J'adore les scènes de danse. On sent que ce sont parmi les seuls moments où l'héroïne se sent libre, hors de l'étau.
Pour moi, ces scènes sont très importantes. C'était une époque, en France, où la jeunesse se constituait pour la première fois en tant que corps social. Ça raconte le sujet parce que c'est une époque très particulière de notre histoire, où on sent et on devine cette espèce de révolution sexuelle qui pointe à l'horizon et où les interdits sont encore très forts. Cette proximité des corps qui se frôlent mais qui ne doivent pas se toucher, pour moi, ça raconte — et c'est le cœur du sujet — le désir. Ce qui était très beau, c'est qu'il y avait vraiment une parfaite entente quasi chorégraphique entre le chef opérateur Laurent Tangy et Anamaria Vartolomei. Je leur avais dit au début du film qu'ils devaient chercher à marcher du même pas et c'était très troublant parce que Laurent dansait réellement caméra à l'épaule autour d'Anamaria. Je ne sentais même plus sa caméra, mais son vertige.

Votre jeune actrice franco-roumaine, que l'on a pu voir dans La bonne épouse et L'échange des princesses, est vraiment épatante…
J'avais des critères très précis que j'avais donnés à ma directrice de casting. Je ne voulais pas rencontrer mille actrices. Cela n'aurait pas été possible. Je voulais une actrice très jeune qui a déjà un peu de métier. Au sens que le film est très technique. Je voulais la certitude que l'actrice que je choisirais ait l'idée de la caméra. La caméra est toujours là. Il faut pouvoir jouer de manière minimaliste en oubliant la caméra. Pour moi, le minimaliste, c'était la clé. Parce qu'on est si près d'elle qu'une actrice qui aurait joué trop, mais même juste, aurait rendu le film insupportable. Je voulais que tout soit intériorisé et Anamaria sait comment faire passer beaucoup d'émotions en faisant très peu. Je cherchais ma partenaire intellectuelle et Anamaria avait tout. Elle est arrivée au casting en me demandant de lui rendre des comptes ! C'est dingue, elle ressemblait déjà à Annie Ernaux !
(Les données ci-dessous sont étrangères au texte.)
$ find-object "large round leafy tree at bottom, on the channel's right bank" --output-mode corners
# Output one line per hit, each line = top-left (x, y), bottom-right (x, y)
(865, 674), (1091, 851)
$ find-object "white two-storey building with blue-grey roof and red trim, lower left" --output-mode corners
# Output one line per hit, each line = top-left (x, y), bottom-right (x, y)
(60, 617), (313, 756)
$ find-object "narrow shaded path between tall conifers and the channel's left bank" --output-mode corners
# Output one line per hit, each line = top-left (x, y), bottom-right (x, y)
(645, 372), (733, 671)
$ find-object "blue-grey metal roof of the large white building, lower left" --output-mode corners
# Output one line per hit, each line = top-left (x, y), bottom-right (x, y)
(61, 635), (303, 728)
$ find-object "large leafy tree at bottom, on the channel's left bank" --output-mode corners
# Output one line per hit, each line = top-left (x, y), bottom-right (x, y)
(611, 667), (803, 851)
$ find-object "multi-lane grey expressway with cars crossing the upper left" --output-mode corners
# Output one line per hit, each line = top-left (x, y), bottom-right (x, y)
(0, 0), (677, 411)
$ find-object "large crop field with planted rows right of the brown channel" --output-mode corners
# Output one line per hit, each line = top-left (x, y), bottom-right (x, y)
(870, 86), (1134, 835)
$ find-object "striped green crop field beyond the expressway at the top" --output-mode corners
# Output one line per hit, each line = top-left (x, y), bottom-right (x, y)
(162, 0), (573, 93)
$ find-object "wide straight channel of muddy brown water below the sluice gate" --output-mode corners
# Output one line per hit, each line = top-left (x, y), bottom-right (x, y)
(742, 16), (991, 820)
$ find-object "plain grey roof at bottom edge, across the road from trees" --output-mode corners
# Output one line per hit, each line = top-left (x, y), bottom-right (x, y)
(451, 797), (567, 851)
Tout en étant unique, le film ne cache pas ses références, que ce soit à 4 mois, 3 semaines, 2 jours de Cristian Mungiu ou Rosetta des frères Dardenne
Mon rapport à la cinéphilie fait que quand j'entame un sujet et que j'écris, il n'y a pas un mais mille films qui viennent. J'ai envoyé à Anamaria pour qu'elle se nourrisse de tous les films qui constituent un peu la galaxie d'écriture de cette histoire-là. De Rosetta, on a beaucoup parlé de ce regard qui est toujours tourné vers un point qu'elle voit à l'horizon et qui fait en sorte que personne ne pourra l'empêcher d'avancer. On a beaucoup parlé aussi de Sans toit ni loi qui est un film d'Agnès Varda que j'adore. D'ailleurs, ce n'est pas un hasard si Sandrine Bonnaire joue la mère. C'est un personnage qui choisit d'être libre, même à en mourir… De Girl de Lukas Dhont, on a parlé des différentes manières d'être femme dans la société, de ce que c'est de chercher sa place, d'être un transfuge. Et puis on a parlé du Fils de Saul. C'est comme une grande conversation nourrie de tout ce qui résonne. J'aime le cinéma, mais je n'ai jamais une référence. Je suis construite de tous les films que j'ai aimés.

Entrevue réalisée par Martin Gignac en janvier 2022 dans le cadre des Rendez-vous du cinéma français d'Unifrance.